Greencastle-Antrim School District and the Giant Company Partner to Fight Childhood Cancer


GREENCASTLE- Through March 31, 2024, the Greencastle-Antrim School District and the Giant Company are combining their charitable forces to help ease food insecurity for local school children. This “Feeding School Kids” initiative aims to nourish students and also raise awareness of a persistent problem among low income families. The school district asks the community to participate in this worthy program at their local Giant grocery store, and also communicate its purpose to friends and family.

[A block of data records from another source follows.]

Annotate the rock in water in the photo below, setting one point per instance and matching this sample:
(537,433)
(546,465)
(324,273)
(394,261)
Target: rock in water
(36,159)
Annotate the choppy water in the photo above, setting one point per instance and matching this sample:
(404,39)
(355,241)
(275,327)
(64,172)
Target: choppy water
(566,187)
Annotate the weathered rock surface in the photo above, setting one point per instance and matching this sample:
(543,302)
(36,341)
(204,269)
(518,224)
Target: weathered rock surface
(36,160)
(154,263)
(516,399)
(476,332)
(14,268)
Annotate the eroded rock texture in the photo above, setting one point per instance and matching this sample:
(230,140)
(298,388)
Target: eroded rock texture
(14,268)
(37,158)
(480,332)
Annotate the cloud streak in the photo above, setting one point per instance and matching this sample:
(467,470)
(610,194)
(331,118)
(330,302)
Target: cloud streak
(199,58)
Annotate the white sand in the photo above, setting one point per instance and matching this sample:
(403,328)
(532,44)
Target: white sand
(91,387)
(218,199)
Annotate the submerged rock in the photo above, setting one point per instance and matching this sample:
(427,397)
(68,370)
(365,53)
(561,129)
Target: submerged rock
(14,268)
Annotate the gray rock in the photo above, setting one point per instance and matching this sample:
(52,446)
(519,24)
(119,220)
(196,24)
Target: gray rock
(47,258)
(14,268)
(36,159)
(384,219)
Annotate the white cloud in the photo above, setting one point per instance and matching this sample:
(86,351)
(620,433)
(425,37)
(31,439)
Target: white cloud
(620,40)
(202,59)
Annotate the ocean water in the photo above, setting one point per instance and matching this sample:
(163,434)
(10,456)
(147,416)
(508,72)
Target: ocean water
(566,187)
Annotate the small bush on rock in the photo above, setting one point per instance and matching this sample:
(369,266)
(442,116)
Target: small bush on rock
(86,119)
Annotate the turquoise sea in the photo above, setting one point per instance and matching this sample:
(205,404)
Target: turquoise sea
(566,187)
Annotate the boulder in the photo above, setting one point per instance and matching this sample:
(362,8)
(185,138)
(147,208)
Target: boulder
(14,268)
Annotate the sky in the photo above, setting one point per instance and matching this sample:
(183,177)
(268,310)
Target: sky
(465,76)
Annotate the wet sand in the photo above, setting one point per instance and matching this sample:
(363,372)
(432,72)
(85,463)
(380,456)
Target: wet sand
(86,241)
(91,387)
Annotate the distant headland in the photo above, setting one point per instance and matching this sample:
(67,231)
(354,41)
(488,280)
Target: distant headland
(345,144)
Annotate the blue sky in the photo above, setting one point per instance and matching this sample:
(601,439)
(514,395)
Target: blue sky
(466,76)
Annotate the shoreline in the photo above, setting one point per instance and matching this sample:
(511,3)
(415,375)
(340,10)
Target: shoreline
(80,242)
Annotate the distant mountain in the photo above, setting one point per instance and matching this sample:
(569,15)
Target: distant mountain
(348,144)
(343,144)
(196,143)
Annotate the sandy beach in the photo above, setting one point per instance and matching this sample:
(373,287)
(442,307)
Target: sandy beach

Participation is simple. When shopping at Giant, accept the invitation to “round up” to the nearest dollar at the register. This amount will then be donated to the Feeding School Kids cause. Giant customers can also give by converting their CHOICE Reward Points into donations, or by purchasing a reusable bag. The Greencastle participating Giant store is Martins, located at 500 North Antrim Way.

Donated funds will be used to clear lunch debt, provide backpacks with weekend food, build a community pantry, plus other uses. The Greencastle-Antrim School District’s food organization will have sole discretion to distribute these donated funds in ways that best benefit their students. Their commendable goal is eliminating hunger for all children in the Greencastle school community. Those who require the most help will be given first access to nutritious meals and snacks.

Currently, Greencastle serves breakfast and lunch to children; breakfasts are free for all students K through 12. Greencastle-Antrim Food Service Manager Crystal Heller is enthused about the current trends for helping hungry school kids. “The free breakfasts provided by the state and this Giant partnership to help clear lunch debts are positive steps in the right direction.”

Childhood hunger is a challenge facing every school district. According to No Kid Hungry, an organization dedicated to eradicating food insecurity, one in five U.S. kids live with hunger. That ratio correlates to 13 million children nationally. Up to 60% of low-income children often come to school hungry.

Low income households regularly struggle to feed all living there, and that condition can fluctuate as a daily or monthly dilemma, or occur during certain periods of the year. Often, parents face difficult choices whether to pay bills for healthcare, housing, or utilities before buying groceries. For some unfortunate kids, a free or subsidized school meal can be a nutritional and emotional godsend.

Teachers have noticed a direct correlation between childhood hunger and learning problems. Most educators observed firsthand the negative impact of hunger on concentration, and how it decreased overall academic performance. Kids without proper nutrition are more likely to experience behavior problems, and get sick more often. When asked in recent surveys, some children admitted they were too distracted by hunger to complete their evening homework.

Long-term tolls of childhood hunger are problems that linger. The constant stress and anxiety of this nagging problem can impact a child’s cognitive development as their brains continue to develop. Past studies suggest a child’s mood, concentration, motor skills, and memory can be adversely affected by hunger. The social and emotional skills needed to thrive in a learning environment can also be weakened by poor nutrition.

Kid struggling with hunger can often experience difficulties forming friendships, as well as maintaining proper self-control or following instructions. Also, the stigma of needing assistance for something as basic as food can discourage parents or children from seeking the help they need.

Finally, food insecurity has been worsened by recent bouts with inflation and pandemic-related supply shortages, which caused soaring food prices. This frustrating situation has put a huge dent in most American consumers’ food budget.

The Greencastle School District/Giant Company partnership is a worthwhile endeavor to help alleviate many of these difficult issues associated with childhood hunger. Both organizations seek to help parents cope, and eventually succeed, in the ongoing challenges of raising Franklin County’s future citizens.